GoBlue2016 wrote: New Gross Margin Presentation
Both CGC and Aphria debuted new presentation formats for Gross Margin last Q. And they are a step in the right direction on improving transparency.
The new format readily shows
- The cost of production for the Q
- How much profit was taken at harvest on Gain on Biologicals through the Fair Value Increment for the product SOLD in the Q
- How much profit was booked to Inventory on Gain on Biologicals for the change in growing plants AND the plants harvested (although I would really like them to split these components too)
- By adding Production Costs to Fair Value Adjustment on Inv sold and comparing it to sales, you get a pretty good indication of how much profits will be realized in the Inventory bank presently on the balance sheet.
CGC last Q:
Grams sold 1,830,000
Sales. $15,873 ($8.67/gram)
Production costs $6,848 ($3.74/gram)
Gross Profit b4 Fair Value adjustments. $9,025 (57%)
Fair Value Adjust on sale of inv $11,000 (69%)
Fair Value Adjust on Growth on Bios. ($21,670)
Aphria last Q:
Grams Sold 852,000
Sales. $6,120 ($7.18/gram)
Production Costs. $1,347 ($1.58/gram)
Gross Profit b4 Fair Value adjustments. $4,774 (78%)
Fair Value Adjust on sale of inv $1,136 (24%)
Fair Value Adjust on growth of Bios. $(4,226)

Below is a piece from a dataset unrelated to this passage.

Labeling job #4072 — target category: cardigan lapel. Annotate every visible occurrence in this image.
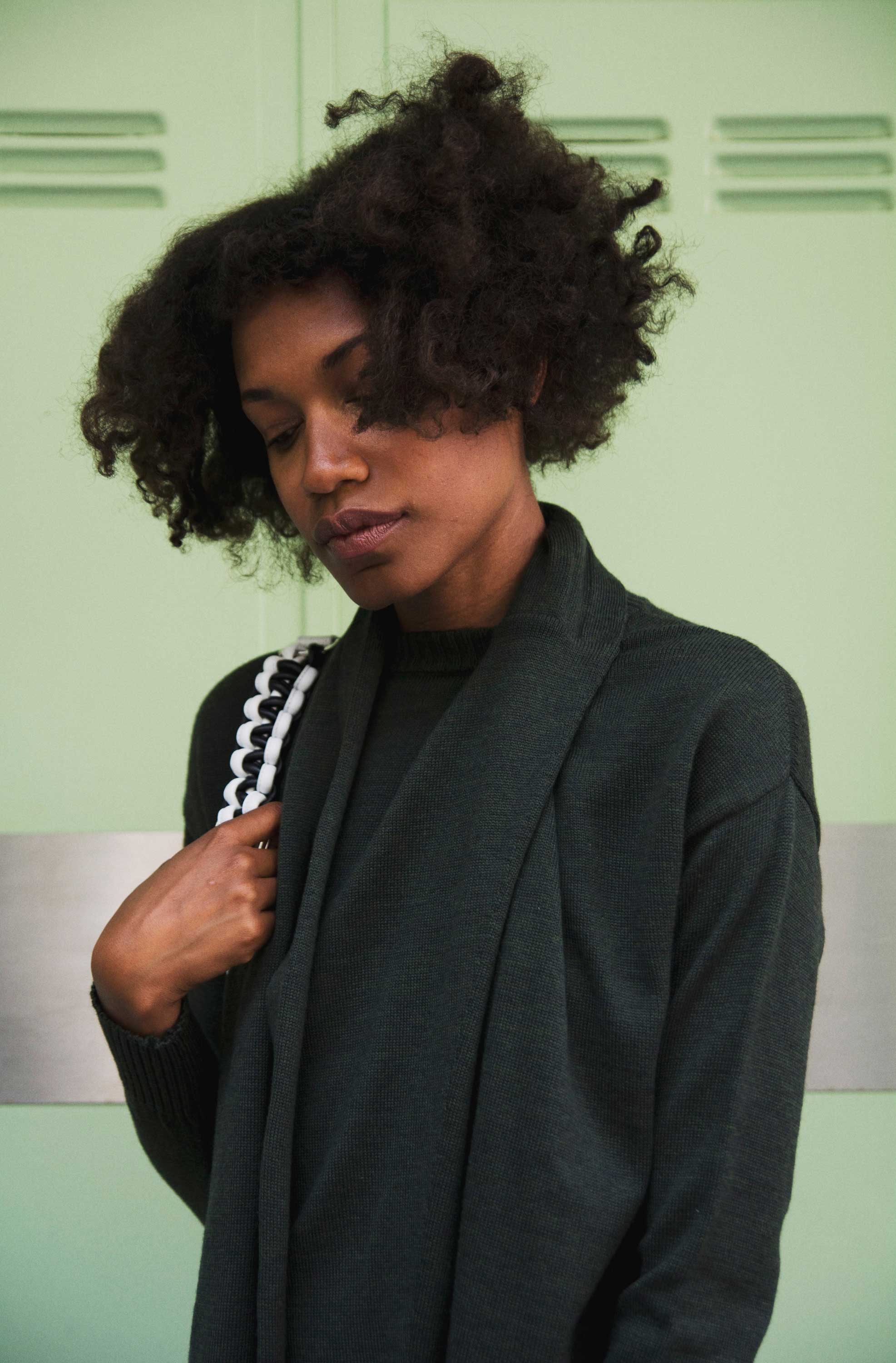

Before looking at some analysis, some might not understand the components of Production Costs. Simply put Production Costs are:
- Variable Costs of goods sold during
- Fixed costs and overhead of production facilities
- Amortization of production facilities
With this new presentation you can now see how much the Actual Cost of Inventory was grossed up by FVI at harvest. This gross up is the pulling of future Profit forward from the point of Sale to point of Harvest.
You can only take profit once. And IFRS allows management their discretion to take up to Selling price less selling expenses at harvest.
CGC: $11,000 divided by 1,830= $6.01/gram
Aph; $1,136 divided by 852 = $1.34/gram
So at harvest CGC pulled forward Profit if $6.01/gram and Aphria $1.34/gram.
And you can extrapolate and also get a good idea if there is still Profit to be had by selling inventory by adding Production Costs + Fair Value Adjustment and compare to sales.
CGC $6,848 + 11,000 = 17,848 vs Sales of $15,783= ($2,065) deficit. No Profit remains to be had from sale of inventory.
Aph. $1,347 + $1,136 = $2,483 vs Sales of $6,120 = $3,647 surplus. Profit remains to be had from sale of Inventory.
Or on per gram basis: Production Costs plus Fair Value Adjust vs Sales
CGC $3.74 + $6.01= $9.75 vs Sales of $8.67 Rev/gram
Aph $1.58 + $1.34 = $2.92 vs $7.18 Rev/gram
So what does this mean?
It would appear that CGC is pulling Profit forward at HARVEST 4.5 times ($6.01/1.34) than Aph. Aphria is leaving more profit in their inventory bank to be recognized at point of Sale.
Last Q CGC had inventory of $63 million in bud and oil inventory. Aph $5.5 million.
Unless production costs drop DRAMATICALLY for CGC they have to sell $63 million in inventory that has no profit left in it, before they can become profitable on a sales (not harvest) basis.
[Aphria even shows in Notes that of $5.5 million in inventory, $3.6 million is Fair Value Adjustment. As they have 1,555 kgs in inventory this equals $2.31/gram in Fair Value Adjustment. As Aphria caps the booking cost of inventory at $3.75/gram, trim $3.00/gram and oil at $0.62/millilitre... and they have for well over a year... the Fair Value Adjustment is going up on per gram basis as a function of cash costs going down.]
The OTHER VERY IMPORTANT thing to remember is all of the above is before we start deducting Operating Expenses.